Virginia Governor Signs Bill to Simplify Video Franchise License Approval

Mar 10, 2006  •  Post A Comment

Virginia Gov. Timothy Kaine signed into law Friday a bill designed to simplify the process of obtaining a video franchise license by ensuring local governments approve franchise applications more quickly.

The new law mandates that local governments in the state approve video franchise applications within 75 days and is designed to discourage municipal governments from prolonging the approval process.

While telephone companies such as AT&T and Verizon Communications have been pressing state legislatures to pass bills that allow for statewide video franchises, such a move in Virginia would have required a change in the Virginia Constitution, which gives local governments control of right-of-way issues.

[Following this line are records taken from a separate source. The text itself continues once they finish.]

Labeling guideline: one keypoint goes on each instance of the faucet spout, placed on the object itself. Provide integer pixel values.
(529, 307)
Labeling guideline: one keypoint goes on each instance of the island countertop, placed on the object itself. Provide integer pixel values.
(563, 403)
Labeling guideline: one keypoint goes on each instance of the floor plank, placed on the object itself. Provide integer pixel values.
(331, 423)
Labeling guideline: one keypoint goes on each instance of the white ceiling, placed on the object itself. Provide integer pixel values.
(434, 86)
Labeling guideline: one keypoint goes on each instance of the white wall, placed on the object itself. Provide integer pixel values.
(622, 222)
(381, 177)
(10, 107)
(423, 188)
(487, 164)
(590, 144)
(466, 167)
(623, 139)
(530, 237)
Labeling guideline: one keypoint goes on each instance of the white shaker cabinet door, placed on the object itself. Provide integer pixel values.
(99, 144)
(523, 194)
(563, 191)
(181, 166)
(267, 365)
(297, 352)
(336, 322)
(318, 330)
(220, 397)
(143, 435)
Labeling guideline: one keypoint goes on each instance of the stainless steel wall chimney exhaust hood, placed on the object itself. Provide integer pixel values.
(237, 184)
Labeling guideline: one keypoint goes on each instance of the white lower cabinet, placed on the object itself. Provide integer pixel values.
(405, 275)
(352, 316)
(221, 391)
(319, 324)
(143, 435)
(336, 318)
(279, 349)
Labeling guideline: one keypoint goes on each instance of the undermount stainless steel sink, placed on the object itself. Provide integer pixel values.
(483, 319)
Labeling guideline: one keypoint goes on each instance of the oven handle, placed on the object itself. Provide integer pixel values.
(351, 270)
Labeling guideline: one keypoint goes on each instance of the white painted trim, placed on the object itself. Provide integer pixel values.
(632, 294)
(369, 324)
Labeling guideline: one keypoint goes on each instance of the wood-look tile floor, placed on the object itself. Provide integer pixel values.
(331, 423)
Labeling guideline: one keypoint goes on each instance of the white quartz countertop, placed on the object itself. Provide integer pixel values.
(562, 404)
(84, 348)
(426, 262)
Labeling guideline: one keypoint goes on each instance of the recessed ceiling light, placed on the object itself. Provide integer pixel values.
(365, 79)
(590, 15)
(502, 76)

Texas already has a law allowing for statewide video franchise licensing, and a similar bill is awaiting signature on the Indiana governor’s desk. Other states taking up the statewide franchising issue include Kansas, Missouri, South Carolina and California.

“We congratulate Virginia legislators and the governor for enacting a law that streamlines government regulation of video franchising while providing an opportunity for all providers to compete fairly,” said National Cable Television Association President Kyle McSlarrow in a statement. “Virginia has set the bar for federal and state legislators as they too ponder changes in telecommunications law to ensure fair and robust competition and create a more dynamic telecommunications marketplace.”

AT&T and Verizon are betting big on video services as a way to counteract the decline in wire-line and long-distance businesses. The companies have spent billions of dollars in the past few years upgrading their telephone networks with fiber-optic technology that enables the delivery of video and high-speed data to residential customers.

However, the process has been slowed by current video franchising rules, which require the telcos to negotiate with each municipality where they want to offer their video service, a long and arduous process that most analysts agree would likely delay the telcos’ ability to recoup their fiber investment.

To help speed that process, AT&T and Verizon each have been lobbying hard in various states and in Congress to change the franchise rules, often meeting with stiff resistance from the cable industry.